Yet, as the twinkle of Christmas fades and the tinsel disappears, we easily forget the presence of God in our daily lives. We leave God at the church door and go about our business as usual. This is why we meet together weekly to confess our sins and pray for God's mercy. Though our words might be different, we cry out, "Turn us again, O God!" In response we hear the blessed words of God's promises, see His mercy manifested in Christ Jesus and receive His forgiveness in the Sacraments.

Mary saw the answer to this prayer in the promise of a Son.

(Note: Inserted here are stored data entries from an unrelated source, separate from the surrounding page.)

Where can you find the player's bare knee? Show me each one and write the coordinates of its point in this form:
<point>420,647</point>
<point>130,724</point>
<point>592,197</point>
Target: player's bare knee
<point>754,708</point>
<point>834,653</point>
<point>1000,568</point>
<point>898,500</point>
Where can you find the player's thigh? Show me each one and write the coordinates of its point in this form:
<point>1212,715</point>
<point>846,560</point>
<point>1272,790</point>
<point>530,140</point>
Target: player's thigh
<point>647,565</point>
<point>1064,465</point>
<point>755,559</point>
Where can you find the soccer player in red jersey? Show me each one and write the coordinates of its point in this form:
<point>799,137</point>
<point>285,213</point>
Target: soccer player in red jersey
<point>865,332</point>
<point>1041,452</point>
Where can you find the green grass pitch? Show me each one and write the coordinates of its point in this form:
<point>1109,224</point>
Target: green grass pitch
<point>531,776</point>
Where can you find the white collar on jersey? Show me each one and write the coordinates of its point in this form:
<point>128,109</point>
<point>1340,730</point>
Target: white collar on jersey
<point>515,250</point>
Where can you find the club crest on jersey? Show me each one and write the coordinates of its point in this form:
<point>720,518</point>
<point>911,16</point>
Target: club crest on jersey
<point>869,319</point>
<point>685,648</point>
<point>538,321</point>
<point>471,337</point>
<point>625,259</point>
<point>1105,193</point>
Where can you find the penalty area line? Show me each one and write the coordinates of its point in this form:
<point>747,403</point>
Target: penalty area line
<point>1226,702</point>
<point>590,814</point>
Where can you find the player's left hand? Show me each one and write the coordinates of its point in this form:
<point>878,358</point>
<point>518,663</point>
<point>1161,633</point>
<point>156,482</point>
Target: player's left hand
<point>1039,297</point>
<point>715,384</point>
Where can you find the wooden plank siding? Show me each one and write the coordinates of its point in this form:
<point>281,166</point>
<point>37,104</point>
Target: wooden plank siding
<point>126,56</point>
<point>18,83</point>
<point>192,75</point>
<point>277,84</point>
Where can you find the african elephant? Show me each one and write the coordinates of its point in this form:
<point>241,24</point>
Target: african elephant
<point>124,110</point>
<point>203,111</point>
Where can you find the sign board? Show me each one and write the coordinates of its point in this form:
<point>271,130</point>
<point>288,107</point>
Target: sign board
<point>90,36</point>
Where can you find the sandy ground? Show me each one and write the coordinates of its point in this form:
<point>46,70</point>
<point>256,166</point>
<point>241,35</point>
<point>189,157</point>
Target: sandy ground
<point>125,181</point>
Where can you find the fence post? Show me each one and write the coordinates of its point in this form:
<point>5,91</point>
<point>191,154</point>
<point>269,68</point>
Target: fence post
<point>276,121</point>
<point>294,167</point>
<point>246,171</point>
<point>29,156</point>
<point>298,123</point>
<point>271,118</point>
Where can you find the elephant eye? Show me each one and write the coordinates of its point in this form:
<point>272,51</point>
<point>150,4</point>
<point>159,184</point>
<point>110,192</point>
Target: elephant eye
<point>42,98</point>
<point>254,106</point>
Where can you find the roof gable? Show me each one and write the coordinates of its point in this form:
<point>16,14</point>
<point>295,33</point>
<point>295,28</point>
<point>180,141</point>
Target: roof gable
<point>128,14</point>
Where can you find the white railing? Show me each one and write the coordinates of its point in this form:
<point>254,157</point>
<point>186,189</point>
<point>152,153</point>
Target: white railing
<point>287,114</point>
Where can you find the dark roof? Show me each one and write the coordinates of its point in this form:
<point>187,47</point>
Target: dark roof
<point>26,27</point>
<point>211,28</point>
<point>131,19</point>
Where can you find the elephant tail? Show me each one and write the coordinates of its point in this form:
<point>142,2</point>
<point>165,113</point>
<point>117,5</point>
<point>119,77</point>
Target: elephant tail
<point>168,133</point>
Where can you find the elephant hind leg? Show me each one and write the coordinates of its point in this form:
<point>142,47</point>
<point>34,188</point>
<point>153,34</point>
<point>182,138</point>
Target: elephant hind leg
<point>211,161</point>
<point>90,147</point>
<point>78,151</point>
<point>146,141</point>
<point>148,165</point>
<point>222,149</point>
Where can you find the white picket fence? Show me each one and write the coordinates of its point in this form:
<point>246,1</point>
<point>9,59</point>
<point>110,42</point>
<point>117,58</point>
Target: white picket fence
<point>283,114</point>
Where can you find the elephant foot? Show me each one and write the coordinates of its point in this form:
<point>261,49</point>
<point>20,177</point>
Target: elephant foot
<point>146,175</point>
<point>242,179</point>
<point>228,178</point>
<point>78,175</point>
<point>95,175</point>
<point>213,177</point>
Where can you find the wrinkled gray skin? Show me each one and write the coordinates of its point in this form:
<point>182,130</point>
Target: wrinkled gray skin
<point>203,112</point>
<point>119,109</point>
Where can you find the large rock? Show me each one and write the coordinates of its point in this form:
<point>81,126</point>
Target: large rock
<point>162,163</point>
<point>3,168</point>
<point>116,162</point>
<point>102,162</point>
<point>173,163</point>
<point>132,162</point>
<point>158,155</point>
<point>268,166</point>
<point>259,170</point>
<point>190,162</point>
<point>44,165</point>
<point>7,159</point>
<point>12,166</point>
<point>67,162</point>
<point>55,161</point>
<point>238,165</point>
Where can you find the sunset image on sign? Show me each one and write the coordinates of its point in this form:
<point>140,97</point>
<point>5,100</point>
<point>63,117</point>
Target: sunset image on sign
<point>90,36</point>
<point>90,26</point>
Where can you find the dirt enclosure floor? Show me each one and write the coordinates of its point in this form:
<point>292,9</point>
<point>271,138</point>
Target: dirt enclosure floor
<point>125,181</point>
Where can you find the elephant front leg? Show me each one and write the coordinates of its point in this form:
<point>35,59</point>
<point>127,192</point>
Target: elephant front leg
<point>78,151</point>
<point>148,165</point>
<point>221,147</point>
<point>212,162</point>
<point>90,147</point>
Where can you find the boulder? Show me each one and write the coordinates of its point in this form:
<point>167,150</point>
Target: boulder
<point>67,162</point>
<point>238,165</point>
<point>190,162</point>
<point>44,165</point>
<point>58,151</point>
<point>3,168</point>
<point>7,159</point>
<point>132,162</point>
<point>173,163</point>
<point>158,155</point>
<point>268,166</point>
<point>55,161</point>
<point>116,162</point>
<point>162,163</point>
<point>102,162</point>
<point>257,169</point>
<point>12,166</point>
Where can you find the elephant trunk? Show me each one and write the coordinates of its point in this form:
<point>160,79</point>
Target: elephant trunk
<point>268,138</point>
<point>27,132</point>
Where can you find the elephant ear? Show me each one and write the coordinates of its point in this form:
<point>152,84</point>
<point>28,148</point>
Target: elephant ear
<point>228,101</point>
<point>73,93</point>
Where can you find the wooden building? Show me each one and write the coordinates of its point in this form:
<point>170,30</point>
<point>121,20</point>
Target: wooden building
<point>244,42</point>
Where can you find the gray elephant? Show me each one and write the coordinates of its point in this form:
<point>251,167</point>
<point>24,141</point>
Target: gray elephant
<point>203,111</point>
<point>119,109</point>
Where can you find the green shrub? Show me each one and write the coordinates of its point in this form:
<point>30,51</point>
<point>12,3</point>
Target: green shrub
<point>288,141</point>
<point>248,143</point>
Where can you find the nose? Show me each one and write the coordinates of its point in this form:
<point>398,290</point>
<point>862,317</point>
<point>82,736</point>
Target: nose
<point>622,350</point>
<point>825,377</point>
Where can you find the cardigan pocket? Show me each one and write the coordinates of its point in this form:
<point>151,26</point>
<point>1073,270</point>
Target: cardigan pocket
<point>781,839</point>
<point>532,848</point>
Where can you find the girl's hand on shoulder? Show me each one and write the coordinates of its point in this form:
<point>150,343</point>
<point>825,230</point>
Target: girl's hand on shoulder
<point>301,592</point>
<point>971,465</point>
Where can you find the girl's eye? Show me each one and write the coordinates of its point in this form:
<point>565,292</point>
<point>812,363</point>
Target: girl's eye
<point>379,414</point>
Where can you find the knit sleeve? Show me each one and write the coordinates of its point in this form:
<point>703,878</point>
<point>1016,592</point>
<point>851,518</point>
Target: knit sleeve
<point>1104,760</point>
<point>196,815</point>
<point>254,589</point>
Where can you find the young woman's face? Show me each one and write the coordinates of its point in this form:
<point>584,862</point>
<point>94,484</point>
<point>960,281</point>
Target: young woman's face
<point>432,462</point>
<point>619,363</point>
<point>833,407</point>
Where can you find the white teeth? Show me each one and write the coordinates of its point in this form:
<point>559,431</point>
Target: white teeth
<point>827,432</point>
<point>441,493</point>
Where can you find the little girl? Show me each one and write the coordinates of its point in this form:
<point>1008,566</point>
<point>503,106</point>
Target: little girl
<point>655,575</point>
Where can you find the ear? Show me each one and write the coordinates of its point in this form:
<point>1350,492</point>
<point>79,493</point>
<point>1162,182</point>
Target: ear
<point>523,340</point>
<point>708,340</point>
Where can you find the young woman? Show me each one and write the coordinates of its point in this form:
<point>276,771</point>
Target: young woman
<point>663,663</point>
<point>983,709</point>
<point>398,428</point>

God chose a young virgin named Mary to bear His Son. By the power of the Holy Spirit, Mary conceived the baby who would save the world. When she wonders how it will happen, the angel messenger tells her that nothing is impossible with God. She learns that her relative Elizabeth is also pregnant. Elizabeth is elderly, far beyond childbearing years. Yet, God chose her to carry the one who would prepare the way of the Lord: John the Baptist.

It must have been the most incredible news for this young girl to hear. She was chosen to bear the Messiah. She was nobody; she was just a woman, barely more than a child. She had no wealth, no husband though she was promised to Joseph. A pregnancy would be scandalous. How could Elizabeth be pregnant? Yet, Mary believed. "And Mary said, Behold, the handmaid of the Lord; be it unto me according to thy word." Joseph was ready to break off the engagement quietly for the sake of Mary, but God revealed the truth about Mary's child and told Joseph to marry her. He also believed and did as God commanded.

Mary went to visit her relative Elizabeth for a time. In today's story, when Mary arrived and greeted Elizabeth, the child in her womb leapt for joy. Elizabeth cried, "Blessed art thou among women, and blessed is the fruit of thy womb." She could not contain her joy at seeing Mary, the mother of her Lord. Elizabeth is the first to proclaim that Jesus is her Lord. She did so even before the child was born. That confession came not by her own power but by the power of the Holy Spirit.

There is so much about the Christmas story that is miraculous and unbelievable: the virgin birth, the star in the east, the visit of the wise men. So many prophecies were fulfilled, prophecies that were given to us by the people of the Old Testament. The child was born in Bethlehem. Rachel cried out as Herod slaughtered the children of Bethlehem. The most miraculous part of the entire Nativity is the faith of those whom God chose to participate. Mary believed. Joseph believed. Elizabeth and Zechariah believed. The wise men believed. The shepherds believed. God spoke and they did whatever God told them to do.

It wasn't easy for any of them. Mary and Joseph dealt with the ridicule of their community over Mary's pregnancy. Elizabeth and Zechariah gave birth to a child when they were too old to raise him. The wise men risked life to travel a long way to follow a star with a purpose that wasn't more than a theory. The shepherds - who would ever believe what they would say? Yet, they all believed God and did what God told them to do. They had hope that these miraculous things were happening to fulfill God's promises. The responded with faith and saw that Jesus is the eternal establishment of all the promises of God made to the covenant community by those who came before them.

Mary, Elizabeth, Joseph, the wise men, the shepherds were not chosen because they were holy. They were made holy because they were chosen and they believed.

As Christmas day approaches quickly, with the birth of Christ only days away, we are excited and anxious for the coming of our King. We look forward to the day when He will come in glory to take us forever into His presence. Yet, in a few days or weeks, as Christmas fades and the tinsel disappears, we will forget the hope we have known throughout this Advent season. We may even go back to living our daily lives with little notice of God's presence. It is my prayer that after this Advent is over, we will all continue to live as if this is the day our Lord will come in glory to bring His peace to the world forever.